Diese Abkommen werden als große Erfolge gefeiert, und die veröffentlichten Jahresberichte mit der Zusammenfassung der offiziellen Statistik zeigen, dass die Verwendung von FCKW weiter rückläufig ist. Der Chlorgehalt (bedingt durch den FCKW-Zerfall) in der Stratosphäre ist zurückgegangen, und vor zwei Jahren war das Ozonloch über der Antarktis so klein wie seit Jahrzehnten nicht mehr (und in zwei geteilt). Jedoch zeigen neue Berichte, dass die Ozonschicht über der Arktis dünner wird, zudem war das Ozonloch über der Antarktis im letzten Jahr so groß und tief wie eh und je.

Es gibt bisher noch keine Möglichkeit festzustellen, ob es sich dabei lediglich um Schwankungen in einem langsamen Erholungsprozess oder um eine Unterbrechung des positiven Trends handelt. Ist der Umfang des FCKW-Schwarzhandels so groß, dass er nun einen wirklich bedeutsamen Faktor darstellt? Genau wie bei illegalen Drogen ist es schwierig, das Ausmaß der Schmuggeloperationen einzuschätzen.

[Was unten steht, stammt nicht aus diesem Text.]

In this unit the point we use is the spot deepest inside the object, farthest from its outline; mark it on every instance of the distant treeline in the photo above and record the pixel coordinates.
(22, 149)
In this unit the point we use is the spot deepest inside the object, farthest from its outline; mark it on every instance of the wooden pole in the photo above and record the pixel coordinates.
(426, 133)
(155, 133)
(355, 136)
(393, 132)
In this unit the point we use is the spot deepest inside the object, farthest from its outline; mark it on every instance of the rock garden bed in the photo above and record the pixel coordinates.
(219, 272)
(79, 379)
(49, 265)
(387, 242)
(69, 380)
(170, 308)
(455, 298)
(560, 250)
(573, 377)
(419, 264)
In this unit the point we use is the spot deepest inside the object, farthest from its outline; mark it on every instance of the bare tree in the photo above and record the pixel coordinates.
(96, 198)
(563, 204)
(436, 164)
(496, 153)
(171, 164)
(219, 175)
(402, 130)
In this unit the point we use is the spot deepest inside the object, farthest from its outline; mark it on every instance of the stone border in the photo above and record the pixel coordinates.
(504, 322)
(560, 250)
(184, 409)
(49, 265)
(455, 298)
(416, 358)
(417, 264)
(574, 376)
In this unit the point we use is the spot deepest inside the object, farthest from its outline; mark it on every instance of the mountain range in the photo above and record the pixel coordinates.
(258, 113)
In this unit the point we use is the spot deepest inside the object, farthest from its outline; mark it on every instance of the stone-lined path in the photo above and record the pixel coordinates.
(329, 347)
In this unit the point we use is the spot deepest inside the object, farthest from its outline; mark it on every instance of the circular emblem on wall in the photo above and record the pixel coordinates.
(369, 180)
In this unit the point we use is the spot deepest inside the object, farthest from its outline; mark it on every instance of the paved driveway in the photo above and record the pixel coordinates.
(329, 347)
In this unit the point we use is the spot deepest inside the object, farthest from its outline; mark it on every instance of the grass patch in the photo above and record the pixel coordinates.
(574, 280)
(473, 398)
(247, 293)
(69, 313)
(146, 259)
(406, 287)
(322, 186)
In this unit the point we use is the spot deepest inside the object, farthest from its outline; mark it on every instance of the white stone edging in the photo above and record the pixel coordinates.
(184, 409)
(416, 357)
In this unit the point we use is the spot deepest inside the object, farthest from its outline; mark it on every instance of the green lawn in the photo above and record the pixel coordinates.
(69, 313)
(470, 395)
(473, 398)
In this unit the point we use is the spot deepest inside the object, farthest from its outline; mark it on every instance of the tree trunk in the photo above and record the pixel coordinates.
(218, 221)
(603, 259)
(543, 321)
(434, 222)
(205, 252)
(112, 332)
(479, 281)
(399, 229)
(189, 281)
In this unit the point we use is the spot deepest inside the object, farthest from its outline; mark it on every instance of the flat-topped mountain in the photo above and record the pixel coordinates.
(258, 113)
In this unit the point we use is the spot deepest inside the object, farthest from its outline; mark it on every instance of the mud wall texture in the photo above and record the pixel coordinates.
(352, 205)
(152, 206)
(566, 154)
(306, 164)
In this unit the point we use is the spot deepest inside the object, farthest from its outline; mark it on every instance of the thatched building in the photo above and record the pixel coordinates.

Den nationalen Zollbehörden gingen in den letzten Jahren mehrere große Fische ins Netz, der größte in Japan. In den meisten Fällen wurden die verbotenen FCKWs als zugelassene HFCs (Fluorkohlenwasserstoffe) ausgewiesen, aber es wurden auch Etiketten wie „Sprühfarbe“ oder „Schmiermittel“ verwendet.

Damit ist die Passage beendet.